An endlessly changing playground teaches AIs how to multitask

DeepMind has developed a vast candy-colored virtual playground that teaches AIs general skills by endlessly changing the tasks it sets them. Instead of developing just the skills needed to solve a particular task, the AIs learn to experiment and explore, picking up skills they then use to succeed in tasks they’ve never seen before. It is a small step toward general intelligence.

What is it? XLand is a video-game-like 3D world that the AI players sense in color. The playground is managed by a central AI that sets the players billions of different tasks by changing the environment, the game rules, and the number of players. Both the players and the playground manager use reinforcement learning to improve by trial and error.

During training, the players first face simple one-player games, such as finding a purple cube or placing a yellow ball on a red floor. They advance to more complex multiplayer games like hide and seek or capture the flag, where teams compete to be the first to find and grab their opponent’s flag. The playground manager has no specific goal but aims to improve the general capability of the players over time.

Why is this cool? AIs like DeepMind’s AlphaZero have beaten the world’s best human players at chess and Go. But they can only learn one game at a time. As DeepMind cofounder Shane Legg put it when I spoke to him last year, it’s like having to swap out your chess brain for your Go brain each time you want to switch games.

Researchers are now trying to build AIs that can learn multiple tasks at once, which means teaching them general skills that make it easier to adapt.

video of AI agents experimenting in a virtual environment — Having learned to experiment, these bots improvised a ramp

One exciting trend in this direction is open-ended learning, where AIs are trained on many different tasks without a specific goal. In many ways, this is how humans and other animals seem to learn, via aimless play. But this requires a vast amount of data. XLand generates that data automatically, in the form of an endless stream of challenges. It is similar to POET, an AI training dojo where two-legged bots learn to navigate obstacles in a 2D landscape.

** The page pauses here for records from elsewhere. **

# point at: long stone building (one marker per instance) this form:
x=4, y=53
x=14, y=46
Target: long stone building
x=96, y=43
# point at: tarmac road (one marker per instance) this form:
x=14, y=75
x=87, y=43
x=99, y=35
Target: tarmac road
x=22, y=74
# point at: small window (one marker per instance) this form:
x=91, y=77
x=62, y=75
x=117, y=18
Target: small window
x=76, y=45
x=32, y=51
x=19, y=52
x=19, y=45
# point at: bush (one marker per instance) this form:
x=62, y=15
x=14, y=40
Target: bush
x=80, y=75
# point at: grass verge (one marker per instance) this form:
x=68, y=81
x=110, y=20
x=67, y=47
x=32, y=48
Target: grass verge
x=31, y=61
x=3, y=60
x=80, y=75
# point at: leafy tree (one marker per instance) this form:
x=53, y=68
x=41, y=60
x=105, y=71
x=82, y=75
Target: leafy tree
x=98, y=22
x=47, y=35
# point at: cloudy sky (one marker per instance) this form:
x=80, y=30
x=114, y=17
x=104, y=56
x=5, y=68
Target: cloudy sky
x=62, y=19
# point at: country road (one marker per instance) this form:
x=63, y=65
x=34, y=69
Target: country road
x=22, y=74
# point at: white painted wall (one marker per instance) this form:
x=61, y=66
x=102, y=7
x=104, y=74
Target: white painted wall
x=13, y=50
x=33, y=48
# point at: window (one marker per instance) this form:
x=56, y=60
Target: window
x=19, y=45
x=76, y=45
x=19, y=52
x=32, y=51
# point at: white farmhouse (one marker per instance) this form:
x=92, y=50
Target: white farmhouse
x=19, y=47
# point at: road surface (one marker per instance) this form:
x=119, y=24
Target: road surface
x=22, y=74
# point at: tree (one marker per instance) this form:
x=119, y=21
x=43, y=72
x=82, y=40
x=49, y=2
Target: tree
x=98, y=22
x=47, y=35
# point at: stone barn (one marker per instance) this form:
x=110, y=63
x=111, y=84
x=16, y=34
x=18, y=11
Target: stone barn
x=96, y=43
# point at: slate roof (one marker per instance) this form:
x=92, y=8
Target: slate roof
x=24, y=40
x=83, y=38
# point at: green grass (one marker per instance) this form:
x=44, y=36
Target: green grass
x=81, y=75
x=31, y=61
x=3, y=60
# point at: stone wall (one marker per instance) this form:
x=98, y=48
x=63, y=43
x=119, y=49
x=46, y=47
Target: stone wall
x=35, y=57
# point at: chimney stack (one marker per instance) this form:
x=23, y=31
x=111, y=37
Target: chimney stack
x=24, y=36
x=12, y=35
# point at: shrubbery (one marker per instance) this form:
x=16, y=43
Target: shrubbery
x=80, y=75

XLand’s world is much more complex and detailed, however.

XLand is also an example of AI learning to make itself, or what Jeff Clune, who helped develop POET and leads a team working on this topic at OpenAI, calls AI-generating algorithms (AI-GAs). “This work pushes the frontiers of AI-GAs,” says Clune. “It is very exciting to see.”

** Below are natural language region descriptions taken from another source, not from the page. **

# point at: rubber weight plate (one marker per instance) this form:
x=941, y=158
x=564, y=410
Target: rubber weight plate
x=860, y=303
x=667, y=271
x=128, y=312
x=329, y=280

What did they learn? Some of DeepMind’s XLand AIs played 700,000 different games in 4,000 different worlds, encountering 3.4 million unique tasks in total. Instead of learning the best thing to do in each situation, which is what most existing reinforcement-learning AIs do, the players learned to experiment—moving objects around to see what happened, or using one object as a tool to reach another object or hide behind—until they beat the particular task.

In the videos you can see the AIs chucking objects around until they stumble on something useful: a large tile, for example, becomes a ramp up to a platform. It is hard to know for sure if all such outcomes are intentional or happy accidents, say the researchers. But they happen consistently.

AIs that learned to experiment had an advantage in most tasks, even ones that they had not seen before. The researchers found that after just 30 minutes of training on a complex new task, the XLand AIs adapted to it quickly. But AIs that had not spent time in XLand could not learn these tasks at all.